「最近の若いもんを活かせない「最近の古いもん」

若い人たちの働く意識が大きく変わり、扱いに戸惑っているマネージャーが増えていると聞きます。
以前から「若い人は賃金や出世が動機づけにならない」と言われてきましたが、さらにその傾向は加速しているのではないでしょうか。

僕は研修の際、冒頭に「なぜ今の時代に自律性の高い組織が注目されているのでしょうか?」という問いを投げかけるようにしています。
すると、必ずといって良いほど「若い人をアメとムチで動かすことができないから」という回答が上位を占めます。
「ムチ」を使えばパワハラと言われる時代ですしね。

「最近の若いもんは」という言葉は、遡れば古代エジプトの壁画に書かれているそうですし、かのプラトンほどの偉人も「最近の若い者は、目上の人を尊敬せず、親反抗し、道徳心のかけらもない」と書き残しているそうです。

最近の若いもんがダメだとすると、若者は劣化を続けていることになりますが、実際はそんなことはなく、むしろ進化していると思います。

権力と民主化の研究によると、次の3つの要件が向上することで権力は衰退すると言われています。

・生活水準
・場の移動性
・意識

生活水準が低いと、強い者に依存する必要があるので権力化が進みますが、水準が高まると自立が進みます。
「場の移動」とは、嫌なリーダーのもとを離れ、より良い場に移れるということです。企業では、終身雇用の崩壊によりこのムーブメントが加速しています。
意識に関しては、現代人は「#MeToo」運動など、権力地図をひっくり返す場面を目の当たりにしたことで、隷属意識からの解放が進んでいます。
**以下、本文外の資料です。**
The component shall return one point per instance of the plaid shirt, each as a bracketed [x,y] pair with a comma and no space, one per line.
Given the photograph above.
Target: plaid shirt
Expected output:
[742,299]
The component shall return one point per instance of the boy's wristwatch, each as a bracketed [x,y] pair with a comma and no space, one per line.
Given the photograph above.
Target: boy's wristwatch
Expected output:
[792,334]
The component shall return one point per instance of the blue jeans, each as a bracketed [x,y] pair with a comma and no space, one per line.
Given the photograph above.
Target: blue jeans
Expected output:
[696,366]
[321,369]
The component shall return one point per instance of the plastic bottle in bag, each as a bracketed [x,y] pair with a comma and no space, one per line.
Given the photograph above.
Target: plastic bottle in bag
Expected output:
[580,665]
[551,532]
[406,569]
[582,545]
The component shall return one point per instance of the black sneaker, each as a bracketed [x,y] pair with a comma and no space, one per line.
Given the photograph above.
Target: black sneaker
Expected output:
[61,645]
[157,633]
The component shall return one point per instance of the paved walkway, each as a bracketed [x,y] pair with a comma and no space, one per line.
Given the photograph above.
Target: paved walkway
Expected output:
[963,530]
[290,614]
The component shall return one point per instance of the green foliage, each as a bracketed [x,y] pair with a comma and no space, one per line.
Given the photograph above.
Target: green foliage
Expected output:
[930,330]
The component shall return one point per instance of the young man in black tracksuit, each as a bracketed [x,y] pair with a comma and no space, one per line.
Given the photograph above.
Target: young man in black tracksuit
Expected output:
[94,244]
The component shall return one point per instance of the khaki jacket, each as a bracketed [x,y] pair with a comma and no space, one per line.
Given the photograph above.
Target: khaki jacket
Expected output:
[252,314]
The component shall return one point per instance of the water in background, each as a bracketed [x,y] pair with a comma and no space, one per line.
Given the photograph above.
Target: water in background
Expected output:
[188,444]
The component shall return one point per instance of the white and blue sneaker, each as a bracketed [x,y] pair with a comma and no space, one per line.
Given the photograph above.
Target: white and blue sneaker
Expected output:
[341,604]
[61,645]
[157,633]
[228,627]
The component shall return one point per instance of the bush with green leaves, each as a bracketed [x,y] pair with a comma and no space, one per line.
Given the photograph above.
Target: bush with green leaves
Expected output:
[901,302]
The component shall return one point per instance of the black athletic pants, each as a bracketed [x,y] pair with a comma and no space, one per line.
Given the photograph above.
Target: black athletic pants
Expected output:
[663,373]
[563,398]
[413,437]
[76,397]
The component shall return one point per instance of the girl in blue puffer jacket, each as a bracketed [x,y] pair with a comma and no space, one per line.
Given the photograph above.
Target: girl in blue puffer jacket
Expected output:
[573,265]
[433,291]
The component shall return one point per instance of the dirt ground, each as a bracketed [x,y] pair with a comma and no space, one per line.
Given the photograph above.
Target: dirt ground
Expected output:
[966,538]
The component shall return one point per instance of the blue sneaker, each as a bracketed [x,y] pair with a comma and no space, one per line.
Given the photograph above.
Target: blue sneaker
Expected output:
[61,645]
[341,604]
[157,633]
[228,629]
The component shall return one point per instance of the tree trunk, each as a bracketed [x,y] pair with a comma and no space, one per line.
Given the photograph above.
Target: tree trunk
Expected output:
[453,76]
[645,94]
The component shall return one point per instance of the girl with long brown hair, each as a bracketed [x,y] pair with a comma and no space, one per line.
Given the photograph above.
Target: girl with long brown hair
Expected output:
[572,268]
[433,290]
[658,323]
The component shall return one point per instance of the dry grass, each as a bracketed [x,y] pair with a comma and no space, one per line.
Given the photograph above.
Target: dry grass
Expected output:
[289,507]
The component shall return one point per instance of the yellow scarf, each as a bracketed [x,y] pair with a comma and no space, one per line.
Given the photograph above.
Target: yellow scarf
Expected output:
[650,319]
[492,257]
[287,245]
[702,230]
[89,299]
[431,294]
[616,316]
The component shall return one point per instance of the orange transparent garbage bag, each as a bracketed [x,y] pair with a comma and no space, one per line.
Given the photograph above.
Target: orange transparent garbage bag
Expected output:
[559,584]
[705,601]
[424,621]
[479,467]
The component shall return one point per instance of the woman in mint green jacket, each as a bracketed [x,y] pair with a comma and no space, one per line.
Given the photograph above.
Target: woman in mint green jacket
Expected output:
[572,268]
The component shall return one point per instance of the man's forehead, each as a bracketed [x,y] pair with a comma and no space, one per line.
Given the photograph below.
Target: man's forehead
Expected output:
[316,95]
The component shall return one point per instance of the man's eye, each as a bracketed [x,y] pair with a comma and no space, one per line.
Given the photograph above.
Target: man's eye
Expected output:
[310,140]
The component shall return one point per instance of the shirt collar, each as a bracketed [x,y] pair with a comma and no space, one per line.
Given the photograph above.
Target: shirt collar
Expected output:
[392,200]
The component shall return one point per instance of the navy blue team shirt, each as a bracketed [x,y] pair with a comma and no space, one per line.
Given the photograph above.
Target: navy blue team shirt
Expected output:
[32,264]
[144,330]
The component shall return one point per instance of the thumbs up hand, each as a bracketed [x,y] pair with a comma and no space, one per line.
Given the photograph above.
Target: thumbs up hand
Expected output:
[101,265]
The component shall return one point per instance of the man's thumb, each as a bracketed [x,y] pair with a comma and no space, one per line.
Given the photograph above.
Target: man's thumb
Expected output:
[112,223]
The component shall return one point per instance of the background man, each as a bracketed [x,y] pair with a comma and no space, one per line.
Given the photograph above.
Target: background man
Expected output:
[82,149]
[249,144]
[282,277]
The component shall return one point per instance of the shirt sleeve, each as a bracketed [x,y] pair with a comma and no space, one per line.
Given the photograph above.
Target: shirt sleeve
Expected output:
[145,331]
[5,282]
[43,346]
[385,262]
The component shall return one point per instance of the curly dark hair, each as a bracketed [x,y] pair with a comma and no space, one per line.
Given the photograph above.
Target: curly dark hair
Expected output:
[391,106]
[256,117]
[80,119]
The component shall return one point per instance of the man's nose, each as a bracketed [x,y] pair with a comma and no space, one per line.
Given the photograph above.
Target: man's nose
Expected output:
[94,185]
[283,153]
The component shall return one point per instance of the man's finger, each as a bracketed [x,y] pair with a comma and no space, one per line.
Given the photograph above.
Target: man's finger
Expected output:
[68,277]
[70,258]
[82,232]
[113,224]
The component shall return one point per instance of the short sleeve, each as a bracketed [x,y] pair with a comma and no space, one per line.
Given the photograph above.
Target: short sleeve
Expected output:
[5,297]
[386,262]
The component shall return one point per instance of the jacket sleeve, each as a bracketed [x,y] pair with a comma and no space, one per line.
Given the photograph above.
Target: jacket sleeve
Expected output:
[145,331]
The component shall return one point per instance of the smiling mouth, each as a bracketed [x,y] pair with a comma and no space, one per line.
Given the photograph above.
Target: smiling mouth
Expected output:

上記3つの要件が整った現代で、若いもんを従来のトップダウンで動かすのは一層、困難を極めるでしょう。

リーダーシップには4種類あります。

1、独善的専制型(独裁者)
2、博愛的専制型(恩着せがましいタイプ)
3、相談型
4、集団参画型

リーダーシップは、状況やリーダーの個性によって最適な形は変わりますので、一概に良し悪しを評価することはできませんが、現代の状況に合っているのは「集団参画型」です。

「現代の状況」とは、何度もブログで指摘している通り、正解がなく変化が激しいという状況です。リーダー1人の知恵には限界がありますし、リーダーのコントロールで組織を動かしていたら対応が遅くなってしまいます。

変化と不確実性の時代において、若い世代の価値観の変容は、未来の組織運営における重要な示唆を与えてくれます。
支配しようとしない。媚もしない。
彼らの思考を理解すれば、最先端のマネジメントを実装することができると考えています。